The matinée was played at my request. I preferred to work rather than spend the whole day in a bad hotel.
Maude Adams.

In connection with "Peter Pan" is a curious and tragic coincidence. Of all the Barrie plays that Charles produced he loved "Peter Pan" the best. Curiously enough, it was little Peter himself who gave him the cue for his now historic farewell as he stood on the sinking deck of the Lusitania.

At the end of one of the acts in "Peter Pan" the little boy says:

To die will be an awfully big adventure.

These words had always made a deep impression on Frohman. They came to his mind as he stood on that fateful deck and said:

Why fear death? It is the most beautiful adventure in life.

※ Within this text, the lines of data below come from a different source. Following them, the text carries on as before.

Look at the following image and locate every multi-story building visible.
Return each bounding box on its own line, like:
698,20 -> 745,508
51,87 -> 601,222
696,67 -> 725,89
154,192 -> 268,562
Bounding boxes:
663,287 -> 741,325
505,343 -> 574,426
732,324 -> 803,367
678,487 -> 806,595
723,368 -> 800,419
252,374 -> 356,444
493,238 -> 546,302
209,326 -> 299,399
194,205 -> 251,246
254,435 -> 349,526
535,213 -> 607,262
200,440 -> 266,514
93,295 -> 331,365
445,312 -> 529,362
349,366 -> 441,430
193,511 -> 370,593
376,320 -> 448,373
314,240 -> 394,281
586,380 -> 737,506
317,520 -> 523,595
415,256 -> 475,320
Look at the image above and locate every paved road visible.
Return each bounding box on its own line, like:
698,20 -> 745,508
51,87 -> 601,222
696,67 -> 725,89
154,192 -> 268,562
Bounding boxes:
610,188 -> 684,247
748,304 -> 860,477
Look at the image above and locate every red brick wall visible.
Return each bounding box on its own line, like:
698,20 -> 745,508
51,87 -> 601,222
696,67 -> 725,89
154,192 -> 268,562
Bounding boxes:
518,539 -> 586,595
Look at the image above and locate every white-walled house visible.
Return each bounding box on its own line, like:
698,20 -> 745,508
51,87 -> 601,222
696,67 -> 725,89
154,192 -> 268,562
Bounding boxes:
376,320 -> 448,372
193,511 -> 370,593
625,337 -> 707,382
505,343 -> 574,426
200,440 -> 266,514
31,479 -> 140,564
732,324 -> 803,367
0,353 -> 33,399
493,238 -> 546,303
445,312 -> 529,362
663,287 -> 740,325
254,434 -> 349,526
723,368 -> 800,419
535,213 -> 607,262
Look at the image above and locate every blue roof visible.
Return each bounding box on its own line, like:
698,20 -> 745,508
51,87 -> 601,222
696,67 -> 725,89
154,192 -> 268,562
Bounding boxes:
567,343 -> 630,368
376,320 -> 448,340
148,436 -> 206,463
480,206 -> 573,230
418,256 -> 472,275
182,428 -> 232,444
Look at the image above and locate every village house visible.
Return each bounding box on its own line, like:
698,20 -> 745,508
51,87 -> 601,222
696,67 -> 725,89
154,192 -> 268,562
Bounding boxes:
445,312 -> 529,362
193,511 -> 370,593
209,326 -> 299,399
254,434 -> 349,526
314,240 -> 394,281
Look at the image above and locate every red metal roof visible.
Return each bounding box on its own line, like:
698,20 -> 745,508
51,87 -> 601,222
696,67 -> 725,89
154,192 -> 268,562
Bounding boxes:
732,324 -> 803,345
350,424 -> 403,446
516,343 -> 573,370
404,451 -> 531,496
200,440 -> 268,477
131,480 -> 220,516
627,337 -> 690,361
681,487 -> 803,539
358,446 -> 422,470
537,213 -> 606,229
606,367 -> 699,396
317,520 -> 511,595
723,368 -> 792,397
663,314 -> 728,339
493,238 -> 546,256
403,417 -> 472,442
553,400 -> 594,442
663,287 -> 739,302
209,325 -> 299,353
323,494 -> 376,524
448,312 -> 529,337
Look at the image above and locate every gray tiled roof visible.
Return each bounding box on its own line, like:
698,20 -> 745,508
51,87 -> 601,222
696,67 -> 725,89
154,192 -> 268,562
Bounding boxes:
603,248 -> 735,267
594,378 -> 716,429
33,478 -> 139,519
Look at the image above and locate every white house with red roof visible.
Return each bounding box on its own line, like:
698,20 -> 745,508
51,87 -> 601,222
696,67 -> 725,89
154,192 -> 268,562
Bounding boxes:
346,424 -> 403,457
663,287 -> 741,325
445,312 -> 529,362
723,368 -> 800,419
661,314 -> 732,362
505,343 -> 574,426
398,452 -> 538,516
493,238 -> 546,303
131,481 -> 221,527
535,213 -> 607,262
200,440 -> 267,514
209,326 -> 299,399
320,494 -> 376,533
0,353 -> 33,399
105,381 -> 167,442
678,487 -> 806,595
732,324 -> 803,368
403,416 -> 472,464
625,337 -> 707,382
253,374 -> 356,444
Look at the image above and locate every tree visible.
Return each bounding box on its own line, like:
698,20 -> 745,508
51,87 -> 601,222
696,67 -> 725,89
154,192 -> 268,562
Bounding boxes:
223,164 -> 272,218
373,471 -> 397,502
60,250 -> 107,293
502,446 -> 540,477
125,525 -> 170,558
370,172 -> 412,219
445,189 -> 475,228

Having made such an enormous success with "Peter Pan," Miss Adams now turned to her third boy's part. It was that of "Chicot, the Jester," John Raphael's adaptation of Miguel Zamaceis's play "The Jesters." This was a very delightful sort of Prince Charming play, fragile and artistic. The opposite part was played by Consuelo Bailey. It was a great triumph for Miss Adams, but not a very great financial success.

Now came the first of her open-air performances. During the season of "The Jesters" she appeared at Yale and Harvard as Viola in "Twelfth Night." She gave a charming and graceful performance of the rôle.

But Maude Adams could not linger long from the lure that was Barrie's. After what amounted to the failure of "The Jesters" she turned to her fourth Barrie play, which proved to be a triumph.

For over a year Barrie had been at work on a play for her. It came forth in his whimsical satire, "What Every Woman Knows." Afterward, in speaking of this play, he said that he had written it because "there was a Maude Adams in the world." Then he added, "I could see her dancing through every page of my manuscript."